Economy can kick a winner

Published in the Courier Mail (Brisbane), 28 January 2008 (PDF)

A touch of sporting optimism could get us through the financial crisis, writes Oliver Hartwich  

AFTER last year’s avalanche of bad news, Australia’s economists probably needed the summer break more than anybody else. Yet it’s unlikely their holiday mood will last long back at work.

Dark clouds are hanging over the economic horizon. Recession is looming, unemployment rising and the Budget heading for its first deficit in years. There are hardly any news stories that could make the economics profession happier, so it seems. Or are there?

Maybe our economists have only been reading the wrong parts of the newspapers. If they skipped the business sections and went straight to the sports news they would look into the future with a bit more optimism. At least that’s what economic research from Germany suggests.

Four researchers from Bonn University have written a fascinating study. Unfortunately, they still managed to give it a terribly dull title: Seemingly Irrelevant Events Affect Economic Perceptions and Expectations. But the idea behind it is so cheeky that it may even cheer up the most pessimistic economic forecaster — that a country’s economic future depends on its sports results. To test this hypothesis they conducted opinion polls among Germans before and during the soccer World Cup in 2006.

Soccer is a big thing in Germany, but the researchers wanted to know, could it also be an economic factor?

So they asked citizens for their assessment of the economic situation and their expectations for the next year. Apart from the World Cup, there was hardly any other news at the time. And yet, the Germans became more and more optimistic about the economy’s future as their team went on a winning streak that no one had thought possible. In the end it finished third.

The researchers looked at the polling data from all angles but the result always was the same: There was no explanation for the sudden boost of economic confidence other than the unexpected performance on the field.

The connection between the two may not be obvious. After all, why should GDP grow faster only because your team has just beaten Argentina in a penalty shootout? But apparently that’s what the Germans believed. In fact, the researchers even managed to put a number to it. They calculated that to receive the same shift in economic optimism you would have had to give them a 23.5 per cent increase in net monthly household income.

As curious as this economic research appears at first, there are some important lessons. And they probably don’t just apply to soccer-obsessed Germans, nor do they only hold during world cups.

The first lesson is this: How we feel about our economic prospects is as much due to our general mood as to hard economic facts. As it turns out, homo economicus is not just a number-cruncher but a human being. If his football team wins, he feels better.

But if this first lesson is true, then a second lesson follows: How bad our current economic crisis will turn out to be for Australia does not only depend on China’s growth, American bank collapses or some fiscal stimulus packages. It will be equally important whether we still manage to see and hear the positive news in the overall noise of the crisis talk.

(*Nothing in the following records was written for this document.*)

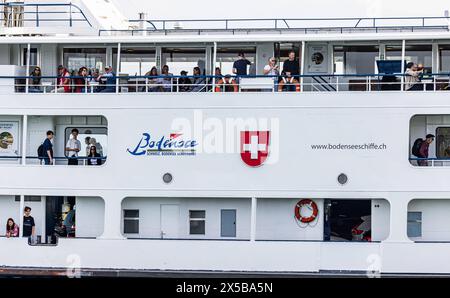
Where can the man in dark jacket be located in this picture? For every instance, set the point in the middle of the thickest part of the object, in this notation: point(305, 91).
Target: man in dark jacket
point(424, 150)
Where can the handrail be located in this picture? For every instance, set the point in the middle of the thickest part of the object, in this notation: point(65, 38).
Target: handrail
point(37, 12)
point(306, 24)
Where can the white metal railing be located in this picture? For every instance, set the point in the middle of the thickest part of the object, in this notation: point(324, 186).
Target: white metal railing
point(214, 84)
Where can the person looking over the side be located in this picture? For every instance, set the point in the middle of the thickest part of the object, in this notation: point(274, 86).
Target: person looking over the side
point(110, 80)
point(423, 150)
point(29, 227)
point(94, 158)
point(240, 66)
point(291, 72)
point(412, 77)
point(48, 148)
point(63, 81)
point(12, 229)
point(73, 146)
point(35, 80)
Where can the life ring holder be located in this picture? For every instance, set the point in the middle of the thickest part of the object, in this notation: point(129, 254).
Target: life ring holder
point(302, 219)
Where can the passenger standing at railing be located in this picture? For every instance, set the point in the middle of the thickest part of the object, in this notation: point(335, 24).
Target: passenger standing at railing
point(167, 79)
point(12, 229)
point(199, 81)
point(240, 66)
point(423, 151)
point(73, 146)
point(35, 81)
point(63, 81)
point(94, 158)
point(273, 70)
point(291, 72)
point(29, 227)
point(412, 77)
point(81, 80)
point(154, 83)
point(48, 148)
point(184, 83)
point(110, 80)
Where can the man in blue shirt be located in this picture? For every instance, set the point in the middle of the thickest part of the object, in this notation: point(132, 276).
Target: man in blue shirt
point(109, 77)
point(48, 148)
point(240, 65)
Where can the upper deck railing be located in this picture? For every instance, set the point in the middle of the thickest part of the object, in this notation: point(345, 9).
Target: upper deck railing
point(39, 14)
point(219, 84)
point(299, 25)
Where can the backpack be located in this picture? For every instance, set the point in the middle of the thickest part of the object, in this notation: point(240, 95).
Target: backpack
point(41, 152)
point(416, 147)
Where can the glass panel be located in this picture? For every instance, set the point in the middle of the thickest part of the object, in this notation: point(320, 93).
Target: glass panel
point(414, 228)
point(197, 214)
point(179, 59)
point(443, 142)
point(227, 56)
point(131, 226)
point(94, 58)
point(131, 213)
point(444, 58)
point(197, 227)
point(355, 59)
point(135, 61)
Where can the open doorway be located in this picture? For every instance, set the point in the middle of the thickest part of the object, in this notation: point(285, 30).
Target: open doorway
point(348, 220)
point(60, 216)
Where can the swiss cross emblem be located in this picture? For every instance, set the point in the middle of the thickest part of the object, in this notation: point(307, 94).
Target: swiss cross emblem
point(255, 147)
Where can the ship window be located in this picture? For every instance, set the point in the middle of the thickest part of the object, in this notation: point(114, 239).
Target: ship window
point(420, 54)
point(197, 222)
point(355, 59)
point(443, 142)
point(444, 58)
point(179, 59)
point(33, 57)
point(131, 221)
point(28, 198)
point(135, 61)
point(92, 58)
point(414, 224)
point(227, 56)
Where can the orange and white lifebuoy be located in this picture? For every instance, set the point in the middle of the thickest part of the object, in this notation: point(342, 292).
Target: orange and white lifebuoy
point(303, 203)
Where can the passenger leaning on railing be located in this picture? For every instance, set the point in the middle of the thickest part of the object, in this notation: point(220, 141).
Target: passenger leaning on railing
point(35, 80)
point(412, 77)
point(81, 81)
point(12, 229)
point(240, 66)
point(227, 84)
point(167, 79)
point(199, 82)
point(63, 81)
point(290, 74)
point(108, 78)
point(154, 83)
point(272, 69)
point(184, 83)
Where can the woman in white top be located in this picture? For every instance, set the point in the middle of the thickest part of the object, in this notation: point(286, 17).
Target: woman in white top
point(273, 70)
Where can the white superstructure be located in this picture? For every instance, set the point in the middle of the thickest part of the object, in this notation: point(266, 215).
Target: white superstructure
point(208, 180)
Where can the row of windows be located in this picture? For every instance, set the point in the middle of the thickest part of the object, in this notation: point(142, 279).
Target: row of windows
point(197, 222)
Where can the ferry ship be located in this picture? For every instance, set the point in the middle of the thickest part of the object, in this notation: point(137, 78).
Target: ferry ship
point(309, 173)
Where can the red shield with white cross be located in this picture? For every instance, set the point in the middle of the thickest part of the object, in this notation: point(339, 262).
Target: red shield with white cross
point(255, 147)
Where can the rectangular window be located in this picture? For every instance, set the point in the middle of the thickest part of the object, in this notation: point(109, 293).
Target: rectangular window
point(131, 221)
point(197, 221)
point(414, 224)
point(75, 58)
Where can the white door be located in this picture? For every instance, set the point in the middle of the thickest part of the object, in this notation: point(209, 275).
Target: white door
point(169, 221)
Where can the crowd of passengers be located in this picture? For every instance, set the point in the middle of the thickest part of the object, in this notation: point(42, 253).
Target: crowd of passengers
point(92, 81)
point(94, 150)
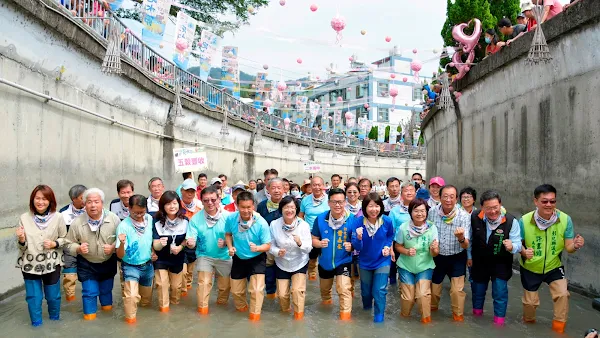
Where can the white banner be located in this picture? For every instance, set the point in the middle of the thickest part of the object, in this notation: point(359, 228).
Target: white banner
point(189, 159)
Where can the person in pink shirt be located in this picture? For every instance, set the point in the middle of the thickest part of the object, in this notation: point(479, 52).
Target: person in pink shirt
point(551, 8)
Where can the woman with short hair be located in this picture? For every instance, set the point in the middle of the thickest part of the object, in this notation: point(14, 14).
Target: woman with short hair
point(168, 233)
point(40, 236)
point(291, 242)
point(372, 237)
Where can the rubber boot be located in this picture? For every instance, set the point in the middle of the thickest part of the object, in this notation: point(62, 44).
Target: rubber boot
point(457, 298)
point(407, 299)
point(283, 293)
point(531, 300)
point(161, 279)
point(69, 283)
point(560, 297)
point(130, 300)
point(326, 286)
point(52, 294)
point(342, 286)
point(224, 288)
point(312, 269)
point(423, 296)
point(436, 295)
point(298, 294)
point(238, 291)
point(203, 291)
point(34, 297)
point(256, 288)
point(175, 280)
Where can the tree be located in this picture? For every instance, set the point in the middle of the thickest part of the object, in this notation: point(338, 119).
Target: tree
point(462, 11)
point(221, 15)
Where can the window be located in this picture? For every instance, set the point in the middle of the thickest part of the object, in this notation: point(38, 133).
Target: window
point(360, 91)
point(417, 93)
point(383, 115)
point(383, 89)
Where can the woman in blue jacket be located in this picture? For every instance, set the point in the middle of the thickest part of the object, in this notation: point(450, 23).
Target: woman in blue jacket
point(372, 237)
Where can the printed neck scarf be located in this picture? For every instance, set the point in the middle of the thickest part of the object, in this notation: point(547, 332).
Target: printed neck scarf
point(372, 228)
point(212, 220)
point(245, 225)
point(42, 221)
point(272, 206)
point(493, 225)
point(542, 223)
point(353, 209)
point(318, 201)
point(290, 227)
point(337, 223)
point(415, 231)
point(139, 227)
point(450, 217)
point(95, 224)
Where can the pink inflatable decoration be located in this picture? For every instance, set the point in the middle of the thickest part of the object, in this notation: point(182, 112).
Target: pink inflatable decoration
point(416, 66)
point(338, 24)
point(463, 68)
point(468, 42)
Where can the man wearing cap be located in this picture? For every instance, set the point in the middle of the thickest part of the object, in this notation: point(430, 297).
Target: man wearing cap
point(269, 210)
point(435, 184)
point(262, 195)
point(191, 205)
point(235, 190)
point(454, 226)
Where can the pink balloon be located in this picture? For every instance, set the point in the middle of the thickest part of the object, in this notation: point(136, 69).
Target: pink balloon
point(468, 41)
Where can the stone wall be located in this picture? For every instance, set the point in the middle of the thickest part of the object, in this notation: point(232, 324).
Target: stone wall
point(518, 126)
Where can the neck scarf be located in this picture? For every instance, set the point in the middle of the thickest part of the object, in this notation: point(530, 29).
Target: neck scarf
point(212, 220)
point(95, 224)
point(493, 225)
point(272, 206)
point(292, 226)
point(337, 223)
point(318, 201)
point(394, 201)
point(245, 225)
point(542, 223)
point(415, 231)
point(42, 221)
point(139, 227)
point(450, 217)
point(372, 228)
point(353, 209)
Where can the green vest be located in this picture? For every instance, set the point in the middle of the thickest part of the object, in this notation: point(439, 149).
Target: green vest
point(547, 245)
point(423, 259)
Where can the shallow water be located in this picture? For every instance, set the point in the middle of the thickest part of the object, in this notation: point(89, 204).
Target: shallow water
point(319, 321)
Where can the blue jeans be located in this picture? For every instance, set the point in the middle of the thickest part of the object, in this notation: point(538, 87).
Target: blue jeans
point(143, 274)
point(499, 294)
point(410, 278)
point(373, 286)
point(93, 289)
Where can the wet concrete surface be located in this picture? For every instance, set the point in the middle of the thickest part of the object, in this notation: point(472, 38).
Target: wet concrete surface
point(319, 321)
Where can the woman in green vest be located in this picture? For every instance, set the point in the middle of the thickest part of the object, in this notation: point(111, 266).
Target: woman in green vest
point(417, 243)
point(546, 232)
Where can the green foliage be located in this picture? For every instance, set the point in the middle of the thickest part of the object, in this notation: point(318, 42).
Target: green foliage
point(462, 11)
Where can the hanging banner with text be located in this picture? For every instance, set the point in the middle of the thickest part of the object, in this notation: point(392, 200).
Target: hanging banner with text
point(189, 159)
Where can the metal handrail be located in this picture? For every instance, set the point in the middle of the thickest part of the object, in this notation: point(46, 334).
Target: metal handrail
point(166, 74)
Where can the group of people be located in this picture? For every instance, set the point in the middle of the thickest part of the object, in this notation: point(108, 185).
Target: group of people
point(270, 242)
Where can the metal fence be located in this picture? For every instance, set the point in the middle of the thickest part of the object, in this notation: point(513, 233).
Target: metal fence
point(97, 16)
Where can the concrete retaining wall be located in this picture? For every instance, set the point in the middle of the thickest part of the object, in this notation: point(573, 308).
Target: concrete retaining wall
point(518, 126)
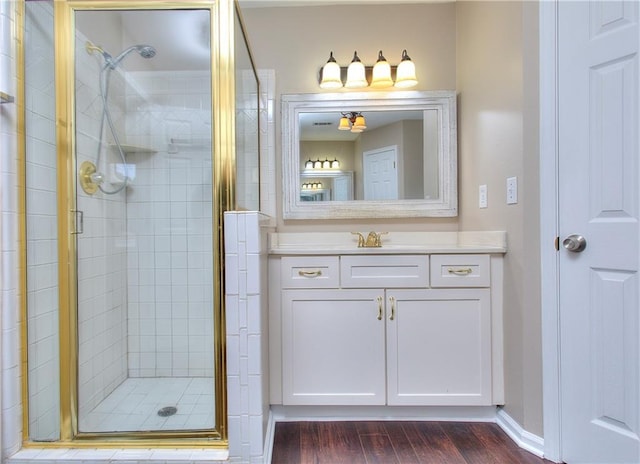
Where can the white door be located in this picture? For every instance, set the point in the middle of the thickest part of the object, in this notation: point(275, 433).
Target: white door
point(599, 199)
point(380, 173)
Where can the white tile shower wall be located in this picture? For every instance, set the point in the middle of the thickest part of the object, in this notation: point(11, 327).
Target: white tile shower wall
point(11, 427)
point(170, 261)
point(247, 142)
point(41, 205)
point(267, 79)
point(102, 246)
point(246, 309)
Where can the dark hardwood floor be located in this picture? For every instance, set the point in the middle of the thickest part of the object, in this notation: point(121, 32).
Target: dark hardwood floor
point(395, 442)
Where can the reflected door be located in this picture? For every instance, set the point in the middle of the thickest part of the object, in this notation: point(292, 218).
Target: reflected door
point(381, 174)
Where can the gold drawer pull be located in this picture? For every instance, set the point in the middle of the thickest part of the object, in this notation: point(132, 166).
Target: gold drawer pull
point(316, 273)
point(458, 271)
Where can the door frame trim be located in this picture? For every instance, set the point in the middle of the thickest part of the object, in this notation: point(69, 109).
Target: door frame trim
point(548, 42)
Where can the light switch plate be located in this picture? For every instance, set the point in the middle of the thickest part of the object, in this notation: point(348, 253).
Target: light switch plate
point(482, 196)
point(512, 190)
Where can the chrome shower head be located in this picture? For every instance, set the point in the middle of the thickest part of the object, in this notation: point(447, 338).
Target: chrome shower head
point(147, 51)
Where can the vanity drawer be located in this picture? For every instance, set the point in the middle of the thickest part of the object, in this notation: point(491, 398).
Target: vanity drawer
point(384, 271)
point(460, 271)
point(310, 272)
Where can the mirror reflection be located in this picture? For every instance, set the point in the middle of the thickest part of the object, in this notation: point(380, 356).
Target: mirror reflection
point(391, 155)
point(373, 154)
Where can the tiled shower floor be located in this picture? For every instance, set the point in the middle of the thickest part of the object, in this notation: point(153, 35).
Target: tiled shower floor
point(134, 405)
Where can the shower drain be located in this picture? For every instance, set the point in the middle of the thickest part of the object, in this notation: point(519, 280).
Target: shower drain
point(167, 411)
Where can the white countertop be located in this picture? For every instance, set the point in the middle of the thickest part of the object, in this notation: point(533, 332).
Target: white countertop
point(329, 243)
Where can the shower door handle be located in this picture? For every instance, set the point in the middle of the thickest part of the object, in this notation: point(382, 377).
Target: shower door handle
point(79, 222)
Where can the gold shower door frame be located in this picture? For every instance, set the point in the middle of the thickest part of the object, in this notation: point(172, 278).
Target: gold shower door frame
point(222, 15)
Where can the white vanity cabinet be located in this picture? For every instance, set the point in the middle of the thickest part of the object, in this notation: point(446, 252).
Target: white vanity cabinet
point(386, 329)
point(333, 347)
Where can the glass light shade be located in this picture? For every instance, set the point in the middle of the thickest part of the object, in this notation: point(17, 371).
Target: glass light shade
point(360, 123)
point(406, 72)
point(381, 73)
point(344, 124)
point(355, 74)
point(331, 74)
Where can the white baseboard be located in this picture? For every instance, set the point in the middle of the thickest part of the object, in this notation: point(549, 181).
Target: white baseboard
point(525, 440)
point(364, 413)
point(267, 452)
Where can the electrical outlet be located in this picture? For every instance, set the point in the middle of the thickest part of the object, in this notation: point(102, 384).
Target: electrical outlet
point(482, 196)
point(512, 190)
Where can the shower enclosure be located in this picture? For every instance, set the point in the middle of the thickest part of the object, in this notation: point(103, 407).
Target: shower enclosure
point(155, 110)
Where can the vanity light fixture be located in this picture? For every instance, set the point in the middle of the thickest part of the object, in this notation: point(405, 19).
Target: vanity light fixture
point(331, 78)
point(381, 73)
point(353, 121)
point(358, 76)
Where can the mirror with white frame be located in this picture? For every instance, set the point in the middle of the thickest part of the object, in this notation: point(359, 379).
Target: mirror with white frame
point(403, 164)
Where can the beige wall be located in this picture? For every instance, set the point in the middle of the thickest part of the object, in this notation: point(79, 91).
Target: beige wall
point(487, 51)
point(496, 68)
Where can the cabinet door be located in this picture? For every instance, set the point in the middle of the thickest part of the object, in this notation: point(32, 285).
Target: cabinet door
point(333, 347)
point(439, 347)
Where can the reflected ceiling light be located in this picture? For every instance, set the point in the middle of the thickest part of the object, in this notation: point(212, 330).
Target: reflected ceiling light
point(330, 78)
point(357, 75)
point(353, 121)
point(319, 164)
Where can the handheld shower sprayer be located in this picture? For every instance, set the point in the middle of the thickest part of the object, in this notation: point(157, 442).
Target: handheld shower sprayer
point(91, 179)
point(145, 51)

And there still are surprisingly many things you could feel good about. Petrol is much cheaper than it used to be only half a year ago. When you are buying a new car you can hope for some pretty good bargains, too. First homebuyers not only benefit from higher government grants but also from much reduced mortgage rates. Altogether, if you belong to the more than 95 per cent of employees who will keep their jobs in this crisis, chances are you will actually be able to increase your quality of life because of falling costs of living.

The worst thing that can happen in a downturn is to lose sight of the things you may feel positive about. But to be confronted by bad news day in, day out is hardly a recipe for creating optimism. Perhaps instead of indulging in the doom and gloom that this economic crisis brings, we should all remind ourselves that not everything is lost.

Apart from that, we can only hope for other things to save us: Australia retaining the Ashes or an Australian player winning a Grand Slam title again. And one more thing: economists starting to read the sports news.